STÉPHANE GUERRE : « LA MAGNIFICENCE EST LE MONOPOLE DES ROIS ! »
Docteur en histoire moderne et auteur d’une biographie de Louis XIV (janvier 2022, aux éditions PUF), Stéphane Guerre nous éclaire sur les raisons qui ont poussé le roi à évincer Nicolas Fouquet.
Vous écrivez que l’arrestation de Nicolas Fouquet a été « une étape supplémentaire de la prise de pouvoir » de Louis XIV. A-t-il été puni pour l’exemple ? L’État de l’Ancien Régime est noyauté par le clientélisme, l’affairisme, bien au-delà de Fouquet ; c’est son fonctionnement même. Louis XIV accepte le luxe d’un Louvois, d’un Colbert... mais il faut se faire un peu discret! Ce que le pouvoir n’aime pas, c’est que la façade de la monarchie soit compromise. À ce titre, le procès du surintendant appelait à une certaine retenue. Surtout, il a montré que les foudres du roi pouvaient s’abattre jusque sur ses puissants ministres. Il y aura d’autres disgrâces – assez peu – dans le règne, mais celle de Fouquet revêt une forme tout à fait exceptionnelle.
Fouquet était-il plus dangereux qu’un Colbert, ou a-t-il été un bouc émissaire? À la mort de Mazarin en 1661, Louis XIV doit solder des années de guerre contre l’Espagne (1635–1659). Le roi veut donner l’impression de la naissance d’un nouvel âge d’or du fait de sa prise de pouvoir personnelle. Il faut trouver un responsable aux malversations qui étaient tolérées pendant le conflit, mais qui ne peuvent plus l’être. S’il en est un qui s’est énormément enrichi à cette période, c’est bien Mazarin! Mais il est politiquement impossible d’accuser l’ancien Premier ministre, parrain du roi, et en outre celui qui l’a formé politiquement, avec quasiment un rapport filial... Puisqu’il était le surintendant des Finances sous Mazarin, cela retombe sur Fouquet. En le condamnant, la chambre de justice solde les comptes de la guerre et protège l’image du cardinal, trop proche du pouvoir pour être compromise.
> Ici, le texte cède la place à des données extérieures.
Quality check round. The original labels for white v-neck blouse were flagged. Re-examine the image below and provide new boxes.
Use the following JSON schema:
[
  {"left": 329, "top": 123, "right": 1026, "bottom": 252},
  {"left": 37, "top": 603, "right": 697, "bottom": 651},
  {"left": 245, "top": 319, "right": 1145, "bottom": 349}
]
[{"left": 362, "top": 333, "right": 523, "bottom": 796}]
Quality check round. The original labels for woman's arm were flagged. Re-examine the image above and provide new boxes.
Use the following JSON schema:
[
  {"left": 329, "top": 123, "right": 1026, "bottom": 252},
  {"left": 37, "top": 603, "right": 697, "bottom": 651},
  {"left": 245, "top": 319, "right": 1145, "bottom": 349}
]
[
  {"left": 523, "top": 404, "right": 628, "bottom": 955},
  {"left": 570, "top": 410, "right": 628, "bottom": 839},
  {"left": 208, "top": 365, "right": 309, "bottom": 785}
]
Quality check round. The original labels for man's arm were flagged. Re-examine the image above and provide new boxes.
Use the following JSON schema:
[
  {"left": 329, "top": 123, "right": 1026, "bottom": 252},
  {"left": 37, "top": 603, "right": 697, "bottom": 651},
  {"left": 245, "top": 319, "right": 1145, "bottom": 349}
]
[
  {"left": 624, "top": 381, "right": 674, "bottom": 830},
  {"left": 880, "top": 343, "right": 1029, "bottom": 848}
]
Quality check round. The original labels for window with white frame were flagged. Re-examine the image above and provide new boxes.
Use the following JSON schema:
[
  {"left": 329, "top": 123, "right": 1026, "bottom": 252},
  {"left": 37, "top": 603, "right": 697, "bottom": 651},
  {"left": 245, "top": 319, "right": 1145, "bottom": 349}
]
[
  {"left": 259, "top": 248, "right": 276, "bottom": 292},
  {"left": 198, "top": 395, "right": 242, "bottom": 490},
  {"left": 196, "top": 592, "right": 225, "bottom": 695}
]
Pourquoi la nuit du 17 août 1661 est-elle restée dans les mémoires comme l’élément déclencheur de la colère du Roi-Soleil ? Sans être la cause principale de son arrestation, la fête à Vaux-le-Vicomte est un défi de magnificence. Ce n’est pas seulement de l’orgueil, la magnificence est le monopole des rois ! Depuis la Renaissance, il s’agit d’une dimension de la surnature royale. Le souverain doit démontrer sa supériorité sur les autres hommes en dépensant; il ne veut pas qu’un sujet, et a fortiori celui qui manie ses impôts et ses recettes, puisse le concurrencer dans des domaines comme les arts et les fêtes... Fouquet reçoit le monarque pour l’impressionner et asseoir son positionnement politique – on peut penser qu’il n’a pas cru Louis XIV quand il a dit ne pas vouloir de Premier ministre – mais renforce la détermination du roi à l’abattre.